Tuesday, September 19, 2017

HALLOWEEN: THE WRATH OF MICHAEL MYERS (Part One)

Disclaimer: This is simply a work of fan fiction, nothing more or less. I do not make any profit from this blog, nor do I expect or anticipate to make any profit off of this series. I do not own the rights to any of these characters and if I am asked to remove this, I will comply. I also do not own any of these photos and will also remove them if asked.

Having said all that, the events of this story take place after the events of Halloween 4. I was never a huge fan of the fifth film or the direction they went in, and wanted to create my own version of the story. This side project has been an idea of mine for a while now and I finally decided to bring it to life. Check back for weekly updates leading up to Halloween.









HALLOWEEN: THE WRATH OF MICHAEL MYERS
By Daniel Skye



Part One: The Night He Came Home…Again






FROM THE FILES OF DR. SAMUEL LOOMIS:


            I am many things. I’m a psychiatrist. A writer. An avid moviegoer. A man who appreciates a cold beer from time to time. But first and foremost, I am a survivor.

            I survived that horrific explosion at Haddonfield Memorial.

            Unfortunately, so did he.

         A few days in one of the best burn wards in the country, and I was right as rain. Of course, there were a few exceptions. A few lingering scars they could not erase. Nor would I wish for them to be erased. The scars–as hideous or off-putting as they may be–prove that I am indeed a survivor.

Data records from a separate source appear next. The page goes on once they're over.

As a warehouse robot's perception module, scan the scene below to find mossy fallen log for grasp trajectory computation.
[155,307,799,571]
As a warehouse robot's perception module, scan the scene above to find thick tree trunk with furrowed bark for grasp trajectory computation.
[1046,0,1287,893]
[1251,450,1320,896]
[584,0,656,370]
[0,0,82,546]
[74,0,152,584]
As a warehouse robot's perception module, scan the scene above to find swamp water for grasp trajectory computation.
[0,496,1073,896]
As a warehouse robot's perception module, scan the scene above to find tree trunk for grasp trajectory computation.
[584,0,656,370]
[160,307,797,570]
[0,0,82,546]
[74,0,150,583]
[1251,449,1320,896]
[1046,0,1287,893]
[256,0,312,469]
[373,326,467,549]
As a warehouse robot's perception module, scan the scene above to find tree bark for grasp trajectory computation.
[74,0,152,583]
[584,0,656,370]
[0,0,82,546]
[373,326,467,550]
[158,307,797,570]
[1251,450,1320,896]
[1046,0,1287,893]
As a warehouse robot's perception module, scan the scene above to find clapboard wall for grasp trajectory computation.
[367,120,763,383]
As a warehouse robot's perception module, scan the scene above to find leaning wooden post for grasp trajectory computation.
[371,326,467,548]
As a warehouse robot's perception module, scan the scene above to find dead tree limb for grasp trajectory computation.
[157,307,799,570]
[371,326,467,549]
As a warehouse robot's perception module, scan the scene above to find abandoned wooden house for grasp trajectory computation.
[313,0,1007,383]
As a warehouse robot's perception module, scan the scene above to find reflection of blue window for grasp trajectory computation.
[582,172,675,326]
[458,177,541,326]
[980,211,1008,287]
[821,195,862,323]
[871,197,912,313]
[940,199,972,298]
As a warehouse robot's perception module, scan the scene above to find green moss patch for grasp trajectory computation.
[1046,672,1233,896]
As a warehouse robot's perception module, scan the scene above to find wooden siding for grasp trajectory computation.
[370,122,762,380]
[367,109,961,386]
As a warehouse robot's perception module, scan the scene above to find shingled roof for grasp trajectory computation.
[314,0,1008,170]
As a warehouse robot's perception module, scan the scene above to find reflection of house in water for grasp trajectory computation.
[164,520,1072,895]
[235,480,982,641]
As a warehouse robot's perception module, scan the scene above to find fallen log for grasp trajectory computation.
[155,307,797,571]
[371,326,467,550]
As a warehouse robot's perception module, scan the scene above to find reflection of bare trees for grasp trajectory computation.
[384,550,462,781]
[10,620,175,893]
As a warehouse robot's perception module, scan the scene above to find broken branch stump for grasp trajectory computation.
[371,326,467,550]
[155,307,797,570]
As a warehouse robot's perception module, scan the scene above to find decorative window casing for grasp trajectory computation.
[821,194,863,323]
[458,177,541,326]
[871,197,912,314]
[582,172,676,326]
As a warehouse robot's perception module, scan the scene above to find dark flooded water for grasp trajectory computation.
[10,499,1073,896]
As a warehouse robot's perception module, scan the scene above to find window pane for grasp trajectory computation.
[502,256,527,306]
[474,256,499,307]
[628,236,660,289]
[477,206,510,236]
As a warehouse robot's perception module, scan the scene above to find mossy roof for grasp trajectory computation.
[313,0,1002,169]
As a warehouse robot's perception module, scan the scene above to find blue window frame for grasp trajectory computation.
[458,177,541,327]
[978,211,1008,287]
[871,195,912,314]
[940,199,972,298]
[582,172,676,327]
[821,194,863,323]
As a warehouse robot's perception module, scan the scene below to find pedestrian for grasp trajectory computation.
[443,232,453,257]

            Every encounter with Michael leaves a physical scar. It scars the psyche, as well. It leaves a mental scar that cannot be expunged.

Judith Myers was where it all began. When Michael was six-years-old, he stabbed his teenage sister in cold blood. His parents found him standing in the driveway when they got home that evening, still grasping a bloody kitchen knife in one hand.

That was the first time I met Michael. I met this six-year-old boy with this blank, pale, emotionless face. And the blackest eyes…the devil’s eyes. You don’t know what death is until you’ve stared deep into those eyes.

I tried to reach him, tried to break through to him. But he was like the hull of a ship; virtually impenetrable. He remained silent for fifteen years while I tried to bring him back to some semblance of reality. When I realized my efforts were in vain, I spent the remaining years fighting to keep Michael locked up. The night he escaped from Smith’s Grove, he killed twelve people in an attempt to slaughter his younger sister, Laurie Strode.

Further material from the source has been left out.